At the very top end, the VC707 ($3500) will let you run a quad core 64 bit RISC-V at about 100 MHz. At the bottom end you'd be looking at one of the boards supported by PicoRV32 (https://github.com/cliffordwolf/picorv32), and some of those are as little as $100. If you want flashing lights as in the video then the Nexys 4 DDR might be a good compromise (but you'd have to program the lights to flash yourself).
The very quick explanation is that when you have lots of long wires (and especially wires of different lengths) between the components of your chip, you have to wait for all the signals on a bus to arrive before you can latch them into the component at the next clock edge, and this slows down the achievable clock speeds.
To explain this properly would require explaining how FPGAs work and how they differ from ASICs.
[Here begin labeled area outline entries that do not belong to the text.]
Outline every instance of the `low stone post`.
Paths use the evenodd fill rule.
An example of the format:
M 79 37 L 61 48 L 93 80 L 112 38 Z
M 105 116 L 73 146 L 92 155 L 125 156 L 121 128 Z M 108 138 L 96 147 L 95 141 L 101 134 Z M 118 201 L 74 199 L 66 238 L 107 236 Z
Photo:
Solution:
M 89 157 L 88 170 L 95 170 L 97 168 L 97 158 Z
There's a rather good talk by Uli Drepper which covers some FPGA basics: https://www.youtube.com/watch?v=Q-SkioVSZWw
In any case 100 MHz for an FPGA processor design is not slow for an FPGA, nor is it something that can be solved with more money (bigger and smaller FPGAs suffer the same effect). For GHz designs you have to implement an ASIC. For comparison, SiFive's FPGA implementation runs at 100 MHz but their ASIC of near-exactly the same design runs at 1.5 GHz.